Editorial Policy
Proof-of-concept stage. The repository is private during this phase; the editorial discipline below is the standard the maintainer holds the Compendium to internally. Lint output and the operation log can be shared on request — the citation rule itself is verifiable directly from any rendered page.
This is the editorial standard the AI Safety Compendium holds itself to. It is enforced by a lint script the maintainer runs against every change before deployment.
The citation rule
Every factual claim in a concept or agenda page cites a primary source URL. The accepted source classes are:
- arXiv for papers (preprint or peer-reviewed).
- LessWrong and Alignment Forum for community technical research.
- Org blogs for first-party safety research from labs (Anthropic, DeepMind, OpenAI) and AI safety institutes (UK AISI, US AISI).
- Government and academic publications for governance, regulation, and formal analyses.
The lint script flags any uncited factual claim in a /concepts/ or /agendas/ page as an ERROR. Errors block deployment.

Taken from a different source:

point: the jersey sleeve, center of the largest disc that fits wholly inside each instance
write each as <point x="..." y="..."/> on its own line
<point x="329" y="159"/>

The only exception is explicitly-marked editorial synthesis — material under a heading such as ## Editorial note. These are clearly delimited and represent the maintainer’s judgment rather than a sourced claim.
Contradiction handling
When sources disagree on a substantive question, the Compendium presents both positions, each cited to its source. It does not silently pick a side. This applies to:
- Empirical disagreements (e.g., probability estimates of x-risk, takeoff-speed predictions).
- Methodological disagreements (e.g., whether RLHF can scale; whether interpretability can detect deception).
- Strategic disagreements (e.g., whether to support pauses; the alignment-vs-control resource allocation question).
If the disagreement is the topic of the page, both positions get equal structural treatment. If it’s incidental, the disagreement is noted with citations for further reading.
Corrections
If a page contains an error — a misattributed claim, an outdated result, a misremembered methodology — the correction process during the proof-of-concept stage is:
- Email kevin@itforhumanity.be with the page URL, the specific claim, and a citation for the corrected source.
- The correction is made on the affected page, the
updated:timestamp is bumped, and the correction is recorded in the project’s internal operation log. - The maintainer replies to acknowledge the correction once the change is deployed.
The repo is private at this stage, so GitHub issues and pull requests are not accepted. Email is the single feedback channel until the project opens up.
Substantive corrections (changing a claim’s interpretation, not just fixing a typo) are also noted at the bottom of the affected page with a brief note and the date.
Provenance and timestamps
- Every page emits its
updated:date in the rendered HTML header. AI engines and human readers can use this to gauge currency. - The maintainer keeps a full git history internally; while the repo is private it is shared on request when a reader needs the audit trail behind a specific claim.
- The Compendium does not silently rewrite history; meaningful changes are recorded in the internal operation log and surfaced on-page when they change a claim’s interpretation.
Synthesis vs. claim
The Compendium distinguishes what’s known (cited claims) from how the maintainer reads the landscape (synthesis). Synthesis is allowed but must be:
- Under an explicitly-marked heading (
## Editorial noteor similar). - Self-aware about its non-sourced status.
- Distinguishable from neighbouring cited material.
This matters because the Compendium is one map, not the map. Treating synthesis as fact would mislead readers about what the field actually claims.
Disclosure
- The Compendium is built with substantial LLM assistance — see methodology for the explicit auto / human-reviewed split.
- The maintainer is not a frontier-AI lab employee. The Compendium has no commercial relationship with any organisation it covers; corrections from those organisations are welcomed but receive no preferential editorial treatment.
- The maintainer’s funding sources are disclosed if relevant; the Compendium itself has no advertising and no paywalled content.
What this isn’t
The Compendium is not:
- A primary-research output. It synthesises and cites; it does not produce new empirical results.
- A peer-reviewed publication. The substitute for peer review is the citation discipline plus a transparent, on-request audit trail. Once the proof-of-concept stage ends and the repository becomes public, that trail will be one click from every page.
- A neutral arbiter of the AI risk debate. It tries to represent positions accurately, but the page-creation choices and emphasis reflect the maintainer’s judgment about what matters.
- A finished product. The Compendium is currently a proof of concept; coverage is partial, the schema is still being validated, and breaking changes to URLs or page structure are possible.